I have now read the paper and it alone is enough to make me seriously consider devoting significant amount of my time to the author's project. Here's why:

In my introductory statistics class, I learned that a independent and identically distributed sample is a sequence of random variables X[1], ..., X[n], all of the same signature Omega -> (usually) R. All of them are pairwise independent, and all of them have the same distribution, e.g. the same density function. Elsewhere in probability I have learned that two random variables that have the same density function are, for all intents and purposes, the same.

For all, really?
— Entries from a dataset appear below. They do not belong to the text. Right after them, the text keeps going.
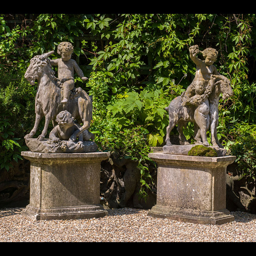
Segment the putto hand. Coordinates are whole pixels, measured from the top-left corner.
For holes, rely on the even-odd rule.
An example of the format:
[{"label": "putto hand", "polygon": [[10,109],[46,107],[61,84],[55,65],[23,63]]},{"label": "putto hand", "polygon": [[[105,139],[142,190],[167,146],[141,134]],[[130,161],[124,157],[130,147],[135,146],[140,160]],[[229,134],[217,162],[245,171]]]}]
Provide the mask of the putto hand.
[{"label": "putto hand", "polygon": [[189,50],[189,52],[192,54],[193,56],[196,55],[199,52],[199,47],[197,45],[190,46]]}]

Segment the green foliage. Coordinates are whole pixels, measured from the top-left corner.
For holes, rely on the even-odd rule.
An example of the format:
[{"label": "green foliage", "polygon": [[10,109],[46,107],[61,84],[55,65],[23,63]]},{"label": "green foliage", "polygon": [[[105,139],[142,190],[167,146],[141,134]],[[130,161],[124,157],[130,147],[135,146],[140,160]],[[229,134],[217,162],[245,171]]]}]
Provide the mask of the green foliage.
[{"label": "green foliage", "polygon": [[234,125],[230,130],[230,148],[237,157],[236,162],[241,177],[250,181],[256,177],[256,129],[246,123]]},{"label": "green foliage", "polygon": [[34,112],[32,104],[35,93],[25,80],[19,76],[0,75],[1,169],[8,170],[12,167],[11,162],[22,159],[21,152],[27,149],[20,138],[24,136],[24,129],[31,126],[30,109]]},{"label": "green foliage", "polygon": [[197,157],[214,157],[217,156],[217,153],[211,148],[205,147],[203,145],[197,145],[188,151],[188,155]]},{"label": "green foliage", "polygon": [[[59,57],[56,50],[59,43],[71,42],[73,58],[86,57],[91,68],[82,67],[85,75],[90,77],[86,84],[77,77],[75,80],[76,86],[87,89],[93,96],[90,129],[96,142],[102,150],[118,150],[121,155],[138,161],[144,186],[143,177],[148,171],[144,164],[150,161],[149,146],[161,145],[166,135],[168,116],[165,108],[185,90],[195,75],[196,67],[188,51],[193,45],[198,45],[201,50],[217,49],[219,54],[215,65],[231,81],[233,95],[220,100],[218,138],[226,147],[234,143],[237,149],[241,145],[240,155],[231,148],[233,154],[242,156],[247,152],[248,144],[243,144],[230,131],[236,124],[253,125],[256,120],[255,14],[42,14],[35,15],[30,23],[29,15],[24,15],[27,22],[12,28],[7,25],[6,15],[0,15],[1,72],[18,71],[23,75],[33,56],[54,50],[56,53],[51,57]],[[34,118],[28,113],[34,108],[31,101],[35,87],[23,83],[27,91],[20,95],[25,102],[22,97],[12,102],[20,102],[20,109],[23,106],[27,112],[19,112],[24,121],[18,119],[17,123],[9,121],[12,125],[7,125],[15,129],[15,138],[23,136],[19,136],[21,129],[17,133],[19,124],[29,132],[32,124],[27,120],[29,116],[30,120]],[[14,87],[10,90],[8,93],[15,91]],[[3,91],[1,93],[4,95]],[[5,97],[1,98],[1,104],[5,100],[9,102]],[[6,119],[14,116],[7,110],[14,106],[4,109]],[[192,139],[191,124],[184,132],[187,139]],[[177,131],[174,129],[172,132]],[[5,145],[10,144],[4,143],[7,150]],[[12,144],[14,148],[18,147]]]}]

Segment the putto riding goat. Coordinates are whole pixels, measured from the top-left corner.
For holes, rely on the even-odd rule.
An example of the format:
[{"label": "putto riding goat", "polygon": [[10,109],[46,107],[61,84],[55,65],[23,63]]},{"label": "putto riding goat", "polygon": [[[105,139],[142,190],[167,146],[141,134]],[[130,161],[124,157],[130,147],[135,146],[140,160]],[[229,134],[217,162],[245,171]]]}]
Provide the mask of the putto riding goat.
[{"label": "putto riding goat", "polygon": [[44,116],[44,127],[42,134],[38,138],[39,140],[43,140],[50,122],[55,120],[57,115],[64,110],[68,111],[75,119],[83,123],[83,125],[71,137],[71,140],[75,140],[80,133],[90,127],[92,117],[92,101],[85,91],[79,87],[71,94],[67,103],[61,103],[63,90],[60,87],[61,83],[54,76],[55,72],[48,59],[54,53],[54,51],[52,51],[33,58],[25,74],[25,78],[30,84],[34,85],[37,79],[38,84],[35,97],[35,124],[30,133],[25,136],[25,139],[33,137],[41,119]]}]

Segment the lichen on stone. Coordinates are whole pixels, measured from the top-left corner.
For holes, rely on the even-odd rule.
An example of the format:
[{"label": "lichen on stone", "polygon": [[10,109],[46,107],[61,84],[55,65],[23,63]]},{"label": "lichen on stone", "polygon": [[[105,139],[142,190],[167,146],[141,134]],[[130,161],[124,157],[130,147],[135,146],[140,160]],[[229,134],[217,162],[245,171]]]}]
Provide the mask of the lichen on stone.
[{"label": "lichen on stone", "polygon": [[217,157],[217,153],[210,147],[205,147],[203,145],[197,145],[193,147],[188,153],[188,155],[194,155],[198,157]]}]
Let's take X[i] and X[j] from some i.i.d. random sample, i != j. They have the same density, which leads us to write X[i] = X[j]. They are also independent, hence

P(X[i] in A, X[j] in A) = P(X[i] in A)*P(X[j] in A),

but X[i] = X[j], so

P(X[i] in A, X[j] in A) = P(X[i] in A, X[i] in A) = P(X[i] in A), so

P(X[i] in A) in {0, 1}.

This was a real problem for me, and I believe I had worse results in that statistics class than I would have if the concept was introduced properly. It took me a while to work out a solution for this. Of course, you can now see that the strict equality X[i] = X[j] is indefensible, in the sense that in general X[i](omega) != X[j](omega) for some atom omega. If you think about what needs to be true about Omega in order for it to have two different variables, X[i] and X[j]:Omega -> R, that are i.i.d, then it will turn out that you need Omega to be a categorical product of two probability spaces:

Omega = Omega[i] x Omega[j]

and X[i] (resp. X[j]) to be the same variable X composed with projection onto first (resp. second) factor. This definition of "sampling with replacement" is able to withstand all scrutiny.

Of course, just like in Buzzard's example of ring localization, it was all caused by someone being careless about using equality.